The most advanced is The Digger, which is being written by the mother/son/stepfather team of Jan Bradnam, Ashley Bradnam and Terry McCann.

Babe director and co-writer Chris Noonan is script editing the drama, which is set in the world of rugby league and centres on the tension between a father and son who are part of a family of builders who work and play together.

Lake is also developing One More River, which has Kate Woods attached, director of 2000 local hit Looking For Alibrandi. It is an adaptation of Brenda Walker's novel of the same name and is television and theatre writer Linden Wilkinson's debut feature script. The drama is about a 50-something woman forced to make a decision after a young man arrives on her tropical island.

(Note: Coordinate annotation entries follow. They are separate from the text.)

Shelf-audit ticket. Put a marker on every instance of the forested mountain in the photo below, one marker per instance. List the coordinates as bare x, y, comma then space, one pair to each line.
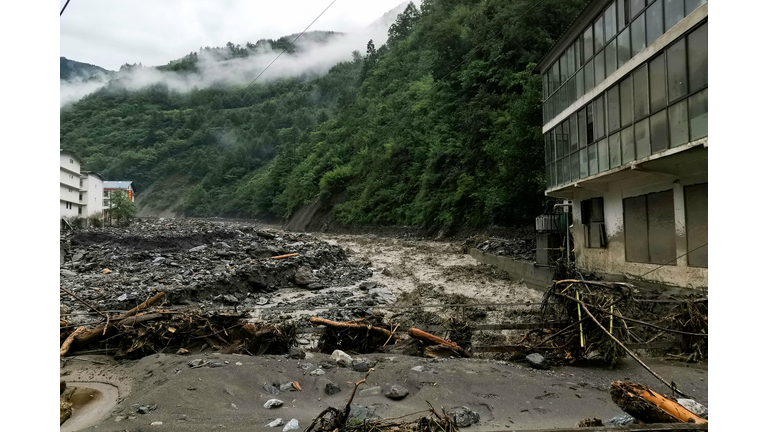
439, 125
70, 69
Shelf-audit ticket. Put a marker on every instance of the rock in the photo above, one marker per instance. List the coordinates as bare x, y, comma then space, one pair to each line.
341, 358
537, 361
464, 416
372, 391
273, 403
694, 407
292, 425
621, 420
397, 392
296, 353
332, 388
304, 276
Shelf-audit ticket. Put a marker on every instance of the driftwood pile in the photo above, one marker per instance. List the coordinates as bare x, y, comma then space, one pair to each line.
141, 332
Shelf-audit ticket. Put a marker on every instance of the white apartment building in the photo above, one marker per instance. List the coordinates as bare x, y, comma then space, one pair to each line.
69, 184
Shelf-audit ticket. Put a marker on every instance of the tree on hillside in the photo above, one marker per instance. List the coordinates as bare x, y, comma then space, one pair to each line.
121, 206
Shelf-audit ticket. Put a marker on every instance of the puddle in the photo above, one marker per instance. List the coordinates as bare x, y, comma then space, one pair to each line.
91, 402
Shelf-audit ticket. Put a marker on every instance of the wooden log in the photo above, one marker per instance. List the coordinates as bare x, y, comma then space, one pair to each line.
644, 404
434, 340
98, 332
68, 342
351, 325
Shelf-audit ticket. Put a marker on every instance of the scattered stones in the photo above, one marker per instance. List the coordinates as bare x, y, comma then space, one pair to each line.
292, 425
537, 361
332, 388
464, 416
397, 392
273, 403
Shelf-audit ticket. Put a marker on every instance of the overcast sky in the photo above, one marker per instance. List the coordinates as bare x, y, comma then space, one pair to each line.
109, 33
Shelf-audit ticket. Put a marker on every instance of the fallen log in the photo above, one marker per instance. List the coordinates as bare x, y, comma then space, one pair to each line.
644, 404
434, 340
100, 331
68, 342
351, 325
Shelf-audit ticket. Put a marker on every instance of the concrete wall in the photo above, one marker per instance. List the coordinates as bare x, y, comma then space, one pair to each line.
610, 261
539, 278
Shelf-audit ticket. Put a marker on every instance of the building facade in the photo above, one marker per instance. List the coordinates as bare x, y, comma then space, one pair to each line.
625, 134
69, 184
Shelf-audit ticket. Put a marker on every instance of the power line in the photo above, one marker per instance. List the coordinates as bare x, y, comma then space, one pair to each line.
286, 48
62, 9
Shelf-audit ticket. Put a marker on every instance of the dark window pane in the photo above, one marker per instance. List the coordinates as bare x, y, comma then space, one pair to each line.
592, 154
583, 163
691, 5
627, 145
696, 224
624, 53
610, 58
661, 228
697, 58
622, 21
614, 149
614, 119
635, 6
626, 101
697, 110
610, 21
588, 43
574, 135
578, 53
599, 111
589, 76
600, 67
678, 124
677, 84
603, 163
579, 78
673, 13
599, 34
640, 82
638, 34
654, 22
659, 132
642, 139
658, 83
636, 229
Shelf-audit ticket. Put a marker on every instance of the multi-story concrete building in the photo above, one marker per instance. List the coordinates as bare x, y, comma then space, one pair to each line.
625, 132
91, 193
69, 184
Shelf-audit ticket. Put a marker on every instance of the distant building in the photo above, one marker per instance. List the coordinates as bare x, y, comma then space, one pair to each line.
69, 184
626, 139
91, 193
111, 186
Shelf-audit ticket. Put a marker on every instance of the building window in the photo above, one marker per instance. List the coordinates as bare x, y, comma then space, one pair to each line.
593, 220
649, 228
696, 224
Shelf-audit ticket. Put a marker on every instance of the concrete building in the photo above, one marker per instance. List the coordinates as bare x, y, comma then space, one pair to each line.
69, 184
91, 193
625, 132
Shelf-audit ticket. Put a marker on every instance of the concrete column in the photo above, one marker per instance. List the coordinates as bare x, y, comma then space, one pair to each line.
681, 239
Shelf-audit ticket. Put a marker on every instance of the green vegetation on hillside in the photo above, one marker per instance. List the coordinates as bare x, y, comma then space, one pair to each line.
440, 125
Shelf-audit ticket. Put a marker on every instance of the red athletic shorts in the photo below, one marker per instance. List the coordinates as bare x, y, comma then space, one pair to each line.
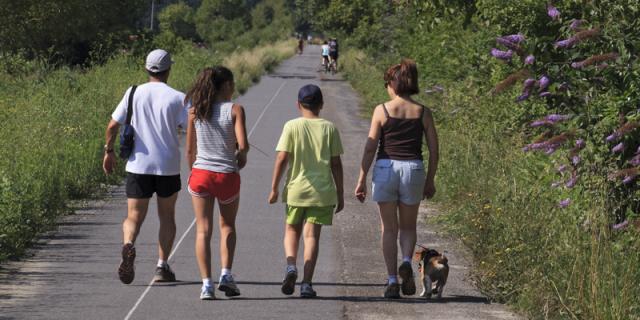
224, 186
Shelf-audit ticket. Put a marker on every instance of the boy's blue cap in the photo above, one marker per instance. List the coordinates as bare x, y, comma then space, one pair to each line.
310, 94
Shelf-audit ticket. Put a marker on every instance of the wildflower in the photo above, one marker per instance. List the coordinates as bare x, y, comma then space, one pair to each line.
575, 24
621, 225
564, 203
502, 55
515, 38
565, 44
628, 179
612, 137
572, 182
575, 160
543, 82
553, 12
522, 97
618, 148
530, 59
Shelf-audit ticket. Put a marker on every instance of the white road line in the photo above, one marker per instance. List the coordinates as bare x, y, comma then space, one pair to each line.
255, 125
264, 110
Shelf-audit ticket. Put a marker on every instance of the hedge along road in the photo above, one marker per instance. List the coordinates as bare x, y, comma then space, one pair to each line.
72, 273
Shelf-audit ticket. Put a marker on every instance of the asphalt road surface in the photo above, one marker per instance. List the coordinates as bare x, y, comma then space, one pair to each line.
72, 272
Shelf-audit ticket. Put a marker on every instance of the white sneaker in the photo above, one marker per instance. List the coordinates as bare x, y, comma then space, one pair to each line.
306, 290
207, 293
228, 285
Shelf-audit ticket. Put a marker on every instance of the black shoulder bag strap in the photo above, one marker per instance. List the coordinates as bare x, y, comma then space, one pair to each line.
130, 105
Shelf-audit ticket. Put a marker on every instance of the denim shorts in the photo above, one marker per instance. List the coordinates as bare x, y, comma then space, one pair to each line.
398, 180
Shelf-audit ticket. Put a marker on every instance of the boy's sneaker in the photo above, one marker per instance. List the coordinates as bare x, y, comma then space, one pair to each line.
207, 293
164, 274
289, 282
125, 271
306, 290
392, 291
228, 285
408, 283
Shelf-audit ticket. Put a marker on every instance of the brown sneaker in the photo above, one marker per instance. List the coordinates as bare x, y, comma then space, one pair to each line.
392, 291
125, 271
164, 274
408, 283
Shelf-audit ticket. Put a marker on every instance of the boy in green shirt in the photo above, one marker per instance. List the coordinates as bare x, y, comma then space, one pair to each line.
311, 147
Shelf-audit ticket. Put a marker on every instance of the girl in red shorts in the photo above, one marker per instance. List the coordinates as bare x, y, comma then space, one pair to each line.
217, 149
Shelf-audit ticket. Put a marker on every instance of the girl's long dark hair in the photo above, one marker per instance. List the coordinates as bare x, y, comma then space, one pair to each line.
204, 90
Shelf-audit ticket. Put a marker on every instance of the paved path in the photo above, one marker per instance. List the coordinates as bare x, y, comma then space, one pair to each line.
72, 274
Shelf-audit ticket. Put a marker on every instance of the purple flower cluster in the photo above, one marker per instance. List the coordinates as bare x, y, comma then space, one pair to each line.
618, 148
575, 160
572, 182
565, 44
543, 83
514, 38
502, 55
621, 225
553, 12
576, 24
530, 59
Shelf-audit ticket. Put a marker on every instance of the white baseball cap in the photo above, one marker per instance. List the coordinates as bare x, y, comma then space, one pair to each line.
158, 60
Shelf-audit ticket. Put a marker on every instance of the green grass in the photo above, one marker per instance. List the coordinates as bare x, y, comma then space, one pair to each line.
52, 133
547, 262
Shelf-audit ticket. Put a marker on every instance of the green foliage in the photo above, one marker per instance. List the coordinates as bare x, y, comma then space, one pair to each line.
548, 262
65, 30
178, 19
67, 110
220, 20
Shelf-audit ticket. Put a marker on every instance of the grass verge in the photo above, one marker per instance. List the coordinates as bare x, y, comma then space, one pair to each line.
547, 262
53, 125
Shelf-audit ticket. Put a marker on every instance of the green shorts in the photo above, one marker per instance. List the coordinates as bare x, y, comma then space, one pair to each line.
315, 215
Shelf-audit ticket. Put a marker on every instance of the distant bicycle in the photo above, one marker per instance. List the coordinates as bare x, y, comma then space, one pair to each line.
332, 67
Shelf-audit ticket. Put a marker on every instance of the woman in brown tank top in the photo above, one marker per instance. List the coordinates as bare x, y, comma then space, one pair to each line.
399, 179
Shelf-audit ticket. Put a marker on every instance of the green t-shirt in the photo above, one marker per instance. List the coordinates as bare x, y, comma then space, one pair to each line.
310, 143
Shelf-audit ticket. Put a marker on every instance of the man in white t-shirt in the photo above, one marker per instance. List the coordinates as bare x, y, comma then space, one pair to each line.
154, 164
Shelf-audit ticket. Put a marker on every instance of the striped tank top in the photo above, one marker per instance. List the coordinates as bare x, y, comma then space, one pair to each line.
216, 141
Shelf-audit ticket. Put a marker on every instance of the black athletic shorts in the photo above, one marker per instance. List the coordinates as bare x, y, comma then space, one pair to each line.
143, 186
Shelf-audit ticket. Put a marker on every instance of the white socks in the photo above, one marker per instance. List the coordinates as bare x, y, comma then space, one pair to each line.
292, 268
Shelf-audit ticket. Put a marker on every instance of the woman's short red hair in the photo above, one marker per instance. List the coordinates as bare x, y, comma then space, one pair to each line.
403, 77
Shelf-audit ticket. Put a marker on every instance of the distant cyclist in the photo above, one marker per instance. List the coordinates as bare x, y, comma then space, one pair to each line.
325, 54
300, 45
333, 51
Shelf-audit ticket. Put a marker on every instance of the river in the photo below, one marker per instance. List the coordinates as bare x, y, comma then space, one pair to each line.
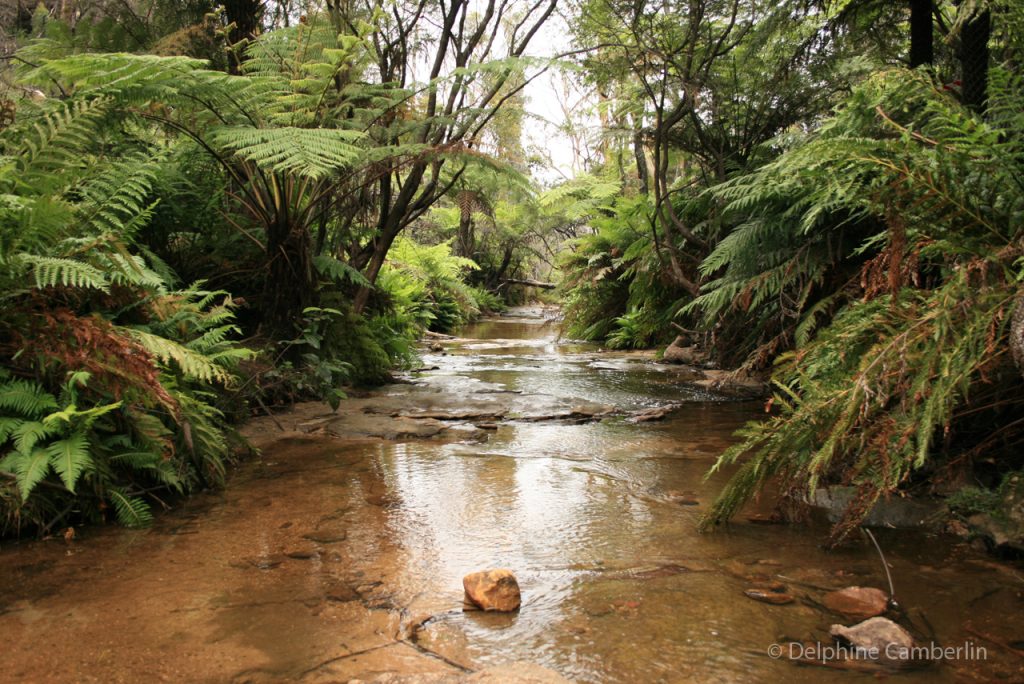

The key creators behind Getting' Square, writer Chris Nyst and Better Than Sex director Jonathan Teplitzky, are working on Lake's third project, which is titled Crooked Business. Similar knockabout characters that are creating interest in the trio's first collaboration - Nyst is a celebrated criminal lawyer -- will again inhabit the world they are creating. Lake owns Freshwater Productions with Nyst, and has gone to Cannes with Elizabeth Symes, who recently joined the production outfit.

Gettin' Square is one of the first films to be financed with money raised from the private sector by Australian investment bank Macquarie and dominant television broadcaster, The Nine Network.

Working Title Australia (the offshoot that produced Ned Kelly) tipped in 25% of the equity investment, giving the parent company world sales rights excluding Australian and New Zealand, where it will be released by Nine's sister company Hoyts. The Film Finance Corporation contributed a small slice of the budget. The production company alongside Freshwater is Mushroom Pictures.